The 2026 Regex Cheatsheet (PCRE, JS, Python — Side by Side)
A dense reference for modern regex: anchors, character classes, quantifiers, lookarounds, capture groups, named groups, Unicode, and the dialect differences that actually bite.
You haven’t written a regex in three months. You sit down to write one and immediately can’t remember whether \d matches Unicode digits in your language’s regex engine, whether (?P<name>...) works in JavaScript, and what \b does inside a character class. This cheatsheet is the answer. Dense, opinionated, current to 2026, with the side-by-side dialect notes that turn a “works on my regex tester” into a “works in production.”
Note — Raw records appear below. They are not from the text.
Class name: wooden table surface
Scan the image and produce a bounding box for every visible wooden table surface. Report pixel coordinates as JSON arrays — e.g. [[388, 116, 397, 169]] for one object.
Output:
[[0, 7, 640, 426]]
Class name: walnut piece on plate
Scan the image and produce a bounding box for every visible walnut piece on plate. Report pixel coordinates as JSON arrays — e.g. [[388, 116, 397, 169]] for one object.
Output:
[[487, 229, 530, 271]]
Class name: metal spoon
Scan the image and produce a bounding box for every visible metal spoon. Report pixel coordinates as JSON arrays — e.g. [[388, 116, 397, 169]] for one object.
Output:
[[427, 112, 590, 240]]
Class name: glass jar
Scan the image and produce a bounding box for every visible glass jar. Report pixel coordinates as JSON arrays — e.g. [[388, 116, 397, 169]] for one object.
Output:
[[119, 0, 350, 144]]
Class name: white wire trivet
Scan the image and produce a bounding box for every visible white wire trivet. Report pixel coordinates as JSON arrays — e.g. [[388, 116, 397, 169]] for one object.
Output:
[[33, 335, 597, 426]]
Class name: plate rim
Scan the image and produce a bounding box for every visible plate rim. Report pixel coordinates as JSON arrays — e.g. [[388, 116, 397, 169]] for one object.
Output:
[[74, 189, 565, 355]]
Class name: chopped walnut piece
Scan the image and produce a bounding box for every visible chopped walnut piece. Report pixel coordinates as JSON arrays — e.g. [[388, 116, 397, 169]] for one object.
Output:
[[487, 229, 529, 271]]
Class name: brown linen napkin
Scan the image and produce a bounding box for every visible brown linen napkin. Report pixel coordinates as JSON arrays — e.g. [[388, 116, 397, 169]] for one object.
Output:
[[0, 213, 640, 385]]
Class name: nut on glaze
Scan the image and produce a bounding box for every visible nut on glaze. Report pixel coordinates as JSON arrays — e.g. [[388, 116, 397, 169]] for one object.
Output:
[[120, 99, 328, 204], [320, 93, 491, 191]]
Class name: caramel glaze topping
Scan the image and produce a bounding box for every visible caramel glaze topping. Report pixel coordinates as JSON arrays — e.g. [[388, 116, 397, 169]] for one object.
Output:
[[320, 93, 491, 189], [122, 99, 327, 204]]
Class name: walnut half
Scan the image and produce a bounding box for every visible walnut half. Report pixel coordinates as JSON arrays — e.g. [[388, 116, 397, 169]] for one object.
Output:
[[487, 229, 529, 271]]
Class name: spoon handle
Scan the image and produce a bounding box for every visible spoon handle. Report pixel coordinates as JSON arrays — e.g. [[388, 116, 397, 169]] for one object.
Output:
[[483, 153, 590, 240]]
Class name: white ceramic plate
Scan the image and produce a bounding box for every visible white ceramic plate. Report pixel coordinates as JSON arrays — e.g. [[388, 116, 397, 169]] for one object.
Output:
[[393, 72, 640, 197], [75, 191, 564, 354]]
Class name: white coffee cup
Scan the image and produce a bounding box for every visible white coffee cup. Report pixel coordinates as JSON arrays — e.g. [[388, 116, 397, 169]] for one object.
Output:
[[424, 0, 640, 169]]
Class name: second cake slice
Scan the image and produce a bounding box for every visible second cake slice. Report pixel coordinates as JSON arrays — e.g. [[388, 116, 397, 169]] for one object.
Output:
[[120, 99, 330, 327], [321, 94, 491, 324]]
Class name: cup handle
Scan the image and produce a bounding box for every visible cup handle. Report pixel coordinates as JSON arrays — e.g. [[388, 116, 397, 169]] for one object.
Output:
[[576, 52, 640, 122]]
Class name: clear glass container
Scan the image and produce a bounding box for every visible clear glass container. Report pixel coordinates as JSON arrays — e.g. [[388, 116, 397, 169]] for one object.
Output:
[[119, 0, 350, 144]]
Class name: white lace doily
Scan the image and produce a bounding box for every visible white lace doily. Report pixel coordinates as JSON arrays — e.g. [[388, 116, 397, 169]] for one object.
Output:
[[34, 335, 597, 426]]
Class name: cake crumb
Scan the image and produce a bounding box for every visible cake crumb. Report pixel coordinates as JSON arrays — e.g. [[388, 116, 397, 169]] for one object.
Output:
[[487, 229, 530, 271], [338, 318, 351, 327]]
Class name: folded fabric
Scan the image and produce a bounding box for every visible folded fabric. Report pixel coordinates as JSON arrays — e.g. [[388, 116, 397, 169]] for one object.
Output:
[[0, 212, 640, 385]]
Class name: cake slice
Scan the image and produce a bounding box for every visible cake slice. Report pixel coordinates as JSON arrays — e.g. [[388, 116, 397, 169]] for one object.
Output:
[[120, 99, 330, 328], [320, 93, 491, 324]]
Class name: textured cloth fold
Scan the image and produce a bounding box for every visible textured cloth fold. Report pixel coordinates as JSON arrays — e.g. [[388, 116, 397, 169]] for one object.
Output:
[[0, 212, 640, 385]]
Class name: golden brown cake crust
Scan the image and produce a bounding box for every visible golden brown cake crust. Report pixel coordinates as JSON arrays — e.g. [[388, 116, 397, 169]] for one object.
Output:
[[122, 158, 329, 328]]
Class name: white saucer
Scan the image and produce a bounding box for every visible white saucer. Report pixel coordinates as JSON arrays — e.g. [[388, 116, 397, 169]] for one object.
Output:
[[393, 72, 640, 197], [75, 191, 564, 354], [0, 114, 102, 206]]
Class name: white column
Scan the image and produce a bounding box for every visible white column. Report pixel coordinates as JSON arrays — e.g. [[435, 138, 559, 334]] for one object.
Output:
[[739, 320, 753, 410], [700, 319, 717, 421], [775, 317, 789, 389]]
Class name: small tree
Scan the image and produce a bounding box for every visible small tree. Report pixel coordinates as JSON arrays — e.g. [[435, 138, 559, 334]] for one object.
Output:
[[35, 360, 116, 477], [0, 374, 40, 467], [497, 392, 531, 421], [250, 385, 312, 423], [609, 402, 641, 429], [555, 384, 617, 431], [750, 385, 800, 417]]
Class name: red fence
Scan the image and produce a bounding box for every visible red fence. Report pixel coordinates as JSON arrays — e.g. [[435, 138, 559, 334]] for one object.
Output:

For interactive testing while you read, the Regex Tester lets you paste patterns and inputs and see captures inline.
Anchors
| Pattern | Matches |
|---|---|
^ | Start of string (or line in multiline mode) |
$ | End of string (or line in multiline mode) |
\A | Start of string (always, ignores multiline) |
\z | End of string (always, ignores multiline) |
\Z | End of string, optionally before final newline (PCRE/Python only) |
\b | Word boundary (between \w and non-\w) |
\B | Non-word-boundary |
JavaScript only has ^, $, \b, \B. No \A/\z. Python and PCRE have all of them.
Character classes
| Pattern | Matches |
|---|---|
. | Any character except newline (or any character with s flag) |
\d | Digit ([0-9] in ASCII mode, full Unicode digits with Unicode flag) |
\D | Non-digit |
\w | Word character ([A-Za-z0-9_] in ASCII; Unicode letters with Unicode flag) |
\W | Non-word character |
\s | Whitespace (space, tab, newline, etc.) |
\S | Non-whitespace |
[abc] | One of a, b, or c |
[^abc] | Anything except a, b, c |
[a-z] | Lowercase letter (range) |
\p{Letter} | Any Unicode letter (PCRE, Python re w/ flag, JS w/ u flag) |
\P{Letter} | Any non-letter |
Inside [...], most metacharacters lose their special meaning. [.+] matches a literal . or +. The exceptions are \, ^ (only at start = negation), ] (closes the class), and - (range; literal at start or end).
Quantifiers
| Pattern | Matches |
|---|---|
? | 0 or 1 |
* | 0 or more |
+ | 1 or more |
{n} | Exactly n |
{n,} | n or more |
{n,m} | n to m |
*? | 0 or more (lazy) |
+? | 1 or more (lazy) |
{n,m}? | Lazy version of bounded |
*+, ++, ?+ | Possessive (PCRE, Java; not JavaScript or Python re) |
The lazy/greedy distinction is where most regex bugs live. Greedy .* matches as much as possible, then backtracks. Lazy .*? matches as little as possible, then expands. For HTML like <a href="x"><a href="y">, the pattern <a.*> matches the whole thing; <a.*?> matches just the first tag.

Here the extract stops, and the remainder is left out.